One of the reasons Head is so successful is that she has a keen understanding of what her clients have gone through. Unlike medical professionals–who despite their knowledge about the mechanizations of cancer may not have experienced cancer themselves–Head’s long battle and eventual recovery helps her connect on a deeper level.

“I so appreciate all of our therapists, and I still recommend to my clients to see a therapist as well because I think you can’t go wrong with therapy and talking about all of your feelings and getting it out there,” Head says. “But to have somebody who has walked through what you’ve walked through and help you find your path and footing again, it’s just been absolutely rewarding for me.”

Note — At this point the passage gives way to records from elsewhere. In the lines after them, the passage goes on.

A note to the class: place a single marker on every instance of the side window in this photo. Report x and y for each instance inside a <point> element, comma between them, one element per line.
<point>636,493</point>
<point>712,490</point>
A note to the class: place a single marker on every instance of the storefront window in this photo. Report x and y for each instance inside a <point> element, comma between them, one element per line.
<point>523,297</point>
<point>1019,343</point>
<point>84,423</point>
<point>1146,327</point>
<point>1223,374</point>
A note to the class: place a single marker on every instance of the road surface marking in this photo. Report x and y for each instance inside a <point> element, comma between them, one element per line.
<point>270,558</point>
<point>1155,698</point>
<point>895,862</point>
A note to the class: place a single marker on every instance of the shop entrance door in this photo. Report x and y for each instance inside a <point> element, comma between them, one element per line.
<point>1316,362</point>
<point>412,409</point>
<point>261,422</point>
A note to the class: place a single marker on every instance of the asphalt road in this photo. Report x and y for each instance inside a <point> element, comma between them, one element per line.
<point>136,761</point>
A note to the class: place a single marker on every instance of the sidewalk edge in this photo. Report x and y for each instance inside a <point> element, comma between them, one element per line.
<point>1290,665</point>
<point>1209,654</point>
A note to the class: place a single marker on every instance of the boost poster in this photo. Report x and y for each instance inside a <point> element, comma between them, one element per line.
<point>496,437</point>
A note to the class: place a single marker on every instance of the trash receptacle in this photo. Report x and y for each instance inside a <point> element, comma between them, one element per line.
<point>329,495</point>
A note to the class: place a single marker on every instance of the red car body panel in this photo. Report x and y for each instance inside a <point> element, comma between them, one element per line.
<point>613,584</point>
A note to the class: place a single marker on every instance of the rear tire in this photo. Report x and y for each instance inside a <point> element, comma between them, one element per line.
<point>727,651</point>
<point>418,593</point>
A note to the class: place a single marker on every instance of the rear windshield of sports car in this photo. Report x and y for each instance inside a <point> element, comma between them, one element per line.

But cancer coaching is not just for thrivers. New programs and training is available for people to become certified cancer counselors. The nonprofit Center for Advancement in Cancer Education offers a three-tier holistic cancer coach certification program to promote “the healing powers of good food, healthy habits and science-backed information.” Certified counselors include Becky Kuehn, founder of Oncology Spa Solutions (featured in issue one of cW), and Cancer Wellness’ editor-at-large, Mirela Kopier.

No one knows how to deal with cancer until you have it. But then no one really knows how to deal with it once you’re done.

-Casey Head

Kopier, whose background is in health and wellness promotion, has faced
cancer in her own life through her mother, a stage IV cervical cancer survivor, and her best friend’s daughter, who passed away from Ewing’s sarcoma three years ago. Kopier said she was interested in receiving certification as a way to better connect with the people she encounters in her day-to-day work.

“Ultimately, something that I learned from this course is it’s up to the person. You’re your best advocate and that’s how it should be no matter what,” Kopier says. “If I can provide any tidbits of information that can give them that person for the time that they have a better quality of life, that’s kind of where I am.”

According to the American Cancer Society, the US cancer death rate has dropped 27 percent in 25 years. But unlike in the past, when many men and women kept their diagnoses hidden, the advent of social media and a rise in awareness and advocacy has made many people more vocal about their experiences. That has made the role of the cancer coach more relevant than ever. “I would like to see each one of them come out with not only the tools and skills to cope with the stress and anxiety post cancer, but to have a good game plan for how they want their life to go look going forward,” Head says.